During closing arguments, Thompson’s counsel alluded to racist stereotypes about Black women as untrustworthy and motivated by the desire to acquire an unearned financial windfall. Defense counsel argued that Henderson’s injuries were minimal and intimated that the sole reason she had proceeded to trial was that she saw the collision as an opportunity for financial gain. Id. at 1195 (“And it seems pretty evident that the reason we’re going through this exercise is because the ask is for three and a half million dollars.”), 1198 (arguing that Henderson did not inform one of her doctors about the collision soon enough “because $3.5 million hadn’t coalesced in her mind yet”). Defense counsel’s argument that Henderson was exaggerating or fabricating her injuries appealed to these negative and false stereotypes about Black women being untrustworthy, lazy, deceptive, and greedy.

...defense counsel argued that Henderson’s chiropractor was likely to lie for her because they had more than just a doctor-patient relationship, implying that hiring her to work in his office demonstrated impropriety in their relationship. This strategy could open the door to speculation that plays directly on prejudice or biases about race and sexuality.

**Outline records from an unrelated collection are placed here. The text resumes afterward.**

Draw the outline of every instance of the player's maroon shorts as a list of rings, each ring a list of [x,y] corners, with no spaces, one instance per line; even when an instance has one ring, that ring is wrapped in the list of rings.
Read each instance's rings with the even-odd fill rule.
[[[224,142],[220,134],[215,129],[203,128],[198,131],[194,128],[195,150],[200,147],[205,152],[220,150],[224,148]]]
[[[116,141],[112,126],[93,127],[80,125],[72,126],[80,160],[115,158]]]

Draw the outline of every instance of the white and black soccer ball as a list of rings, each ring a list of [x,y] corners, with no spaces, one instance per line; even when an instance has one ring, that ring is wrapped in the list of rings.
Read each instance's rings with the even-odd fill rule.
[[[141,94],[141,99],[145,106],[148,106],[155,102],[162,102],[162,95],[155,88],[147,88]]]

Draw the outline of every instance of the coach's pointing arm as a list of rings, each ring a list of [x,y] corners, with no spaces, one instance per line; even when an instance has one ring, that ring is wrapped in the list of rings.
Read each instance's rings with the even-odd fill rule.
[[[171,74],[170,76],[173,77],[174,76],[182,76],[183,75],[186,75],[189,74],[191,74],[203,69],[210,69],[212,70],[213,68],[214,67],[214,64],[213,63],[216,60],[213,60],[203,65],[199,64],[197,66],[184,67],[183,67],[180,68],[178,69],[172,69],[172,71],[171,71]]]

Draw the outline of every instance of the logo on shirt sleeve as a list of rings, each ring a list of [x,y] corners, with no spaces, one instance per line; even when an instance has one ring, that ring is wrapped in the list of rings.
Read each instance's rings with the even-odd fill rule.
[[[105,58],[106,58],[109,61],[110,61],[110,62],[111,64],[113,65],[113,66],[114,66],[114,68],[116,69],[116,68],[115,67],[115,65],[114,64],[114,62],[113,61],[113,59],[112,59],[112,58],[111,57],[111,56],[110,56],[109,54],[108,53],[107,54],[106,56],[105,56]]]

Minor note: for me "to go Dutch" means to split the bill, not to avoid paying. I guess in the sense of date your phrasing fits too.

I am guessing you are quite tall and like bicycling and ice skating on canals. In many parts of the world, the expectation is that one party pays for entertainment. Only in the Netherlands, and among horrible people elsewhere, is there an expectation that a bill will be split. This seems weird, but it possibly dates back to gift culture. I know that staying for dinner is a horrible faux pas in the Netherlands while it is utterly expected in other places. Many cultures make a huge effort to be hospitable to others, with crazy gift cultures, always bringing food to an event, always buying rounds of drinks, and other patterns like this. The Dutch really are out of step with most places, especially outside Hajnal line North Western Europe.

Bill splitting is quite common in the US (and the phrase "going dutch" obsolete).